Asosiasi Islam di Amerika menuntut Donald Trump meminta maaf karena mengusir perempuan muslim saat kampanye.
- Tim WowKeren
- Senin, 11 Januari 2016 - 12:09 WIB
WowKeren - Donald Trump menarik perhatian publik belakangan ini. Kandidat bakal calon presiden Amerika Serikat ini sering membuat kontroversi dengan berbagai ucapannya yang anti Islam.
Bahkan, baru-baru ini Trump sempat mengusir seorang wanita muslim saat kampanye. Rose Hamid, wanita berhijab itu dikawal keluar usai menunjukkan protes saat pengusaha sukses itu berkampanye.
Akibat perbuatannya itu, The Council on American-Islamic Relation (CAIR) menuntut Trump untuk meminta maaf. Mereka menganggap hal itu akan memberikan efek yang negatif bagi umat muslim.
"Seorang muslim diperlakukan dengan kasar dan diusir dari sebuah kampanye politik memberikan pesan mengerikan untuk semua Muslim di Amerika dan bagi siapapun yang menghargai perbedaan agama dan adat yang beragam," ujar Direktur Eksekutir CAIR, Nihad Awad. "Donald Trump harus membuat permintaan maaf secara publik pada wanita itu dan membuat pernyataan jika Muslim di Amerika diterima sebagai penduduk dan partisipan dalam proses politik nasional."

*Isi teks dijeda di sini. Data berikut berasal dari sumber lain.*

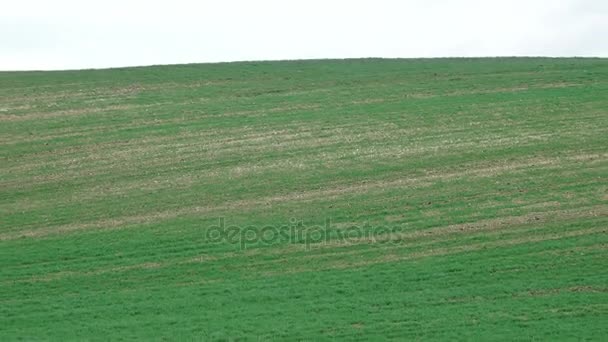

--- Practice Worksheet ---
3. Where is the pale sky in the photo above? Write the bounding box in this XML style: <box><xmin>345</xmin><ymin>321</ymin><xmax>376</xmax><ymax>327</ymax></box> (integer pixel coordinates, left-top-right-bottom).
<box><xmin>0</xmin><ymin>0</ymin><xmax>608</xmax><ymax>70</ymax></box>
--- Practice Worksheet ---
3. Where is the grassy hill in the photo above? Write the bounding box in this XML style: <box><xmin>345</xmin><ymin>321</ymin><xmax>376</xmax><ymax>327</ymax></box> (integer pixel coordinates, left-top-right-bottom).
<box><xmin>0</xmin><ymin>58</ymin><xmax>608</xmax><ymax>341</ymax></box>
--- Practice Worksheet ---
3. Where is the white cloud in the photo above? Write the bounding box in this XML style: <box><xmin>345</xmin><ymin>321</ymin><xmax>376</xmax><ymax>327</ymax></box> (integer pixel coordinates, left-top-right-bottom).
<box><xmin>0</xmin><ymin>0</ymin><xmax>608</xmax><ymax>70</ymax></box>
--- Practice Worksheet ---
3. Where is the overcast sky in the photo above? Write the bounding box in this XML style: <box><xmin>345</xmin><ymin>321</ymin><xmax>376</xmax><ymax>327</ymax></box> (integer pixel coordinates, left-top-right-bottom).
<box><xmin>0</xmin><ymin>0</ymin><xmax>608</xmax><ymax>70</ymax></box>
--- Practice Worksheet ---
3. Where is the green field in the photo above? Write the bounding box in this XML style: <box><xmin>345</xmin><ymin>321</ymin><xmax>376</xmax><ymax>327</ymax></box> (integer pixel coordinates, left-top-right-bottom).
<box><xmin>0</xmin><ymin>58</ymin><xmax>608</xmax><ymax>341</ymax></box>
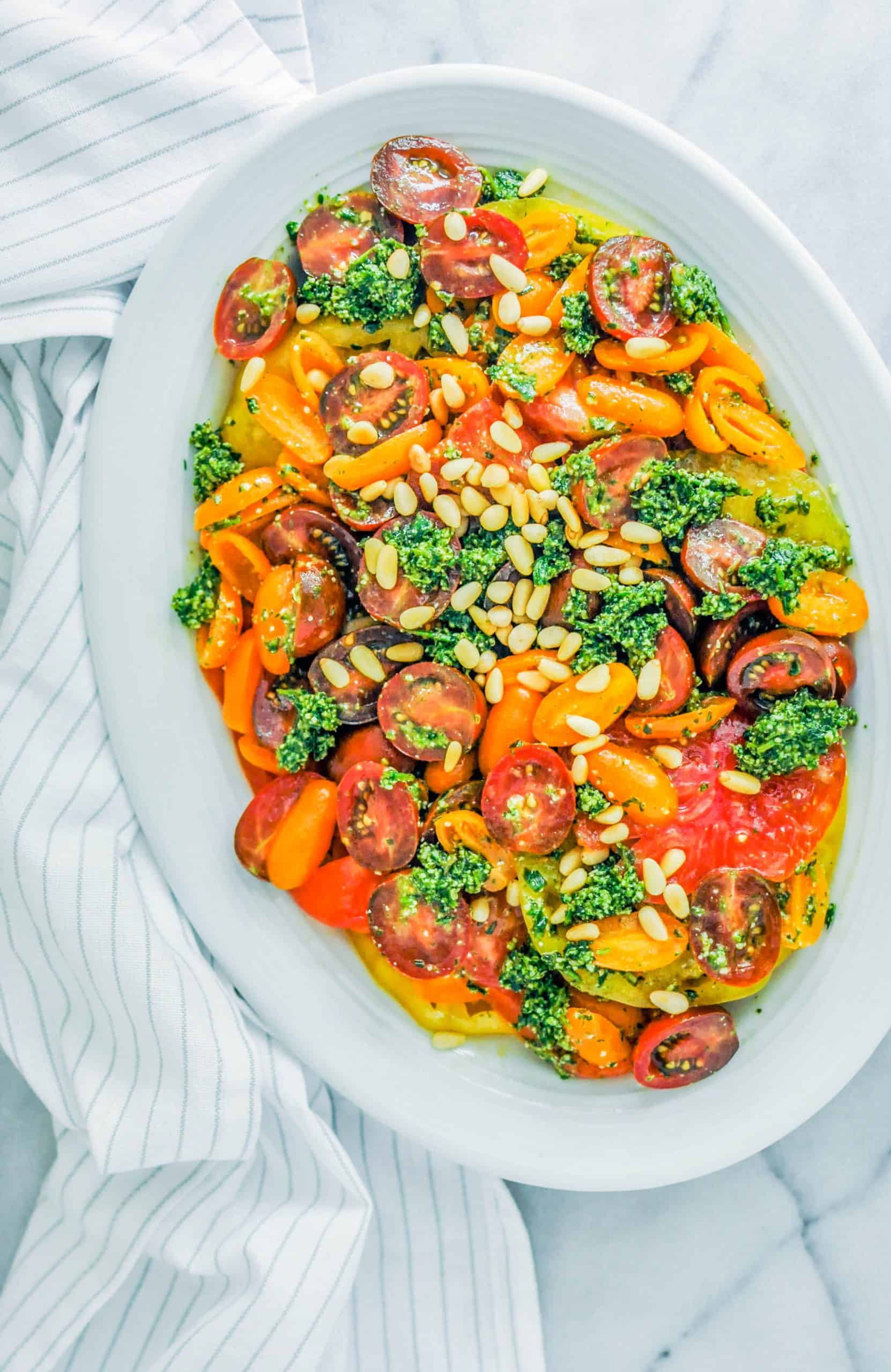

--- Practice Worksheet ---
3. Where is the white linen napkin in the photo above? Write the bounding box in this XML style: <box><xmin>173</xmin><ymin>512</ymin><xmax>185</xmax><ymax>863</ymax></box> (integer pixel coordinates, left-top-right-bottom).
<box><xmin>0</xmin><ymin>0</ymin><xmax>544</xmax><ymax>1372</ymax></box>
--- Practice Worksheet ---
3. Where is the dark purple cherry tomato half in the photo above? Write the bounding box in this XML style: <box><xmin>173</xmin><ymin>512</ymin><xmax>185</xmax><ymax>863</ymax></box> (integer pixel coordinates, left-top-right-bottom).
<box><xmin>689</xmin><ymin>867</ymin><xmax>783</xmax><ymax>987</ymax></box>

Trump juga diminta menghentikan semua ucapannya yang anti Islam karena dianggap menyebarkan kebencian. Sementara itu, Rose Hamid datang ke kampanye Trump dengan mengenakan kaos yang bertuliskan "Salam, saya datang dalam damai".
Namun, orang yang ada tidak menyambutnya dengan ramah dan bahkan ada yang mengatakan "Dia bawa bom". Ia pun dihampiri dan diajak keluar. Belakangan pihak penyelenggara menjelaskan jika ia diusir karena dianggap menerobos ke dalam sebuah acara pribadi.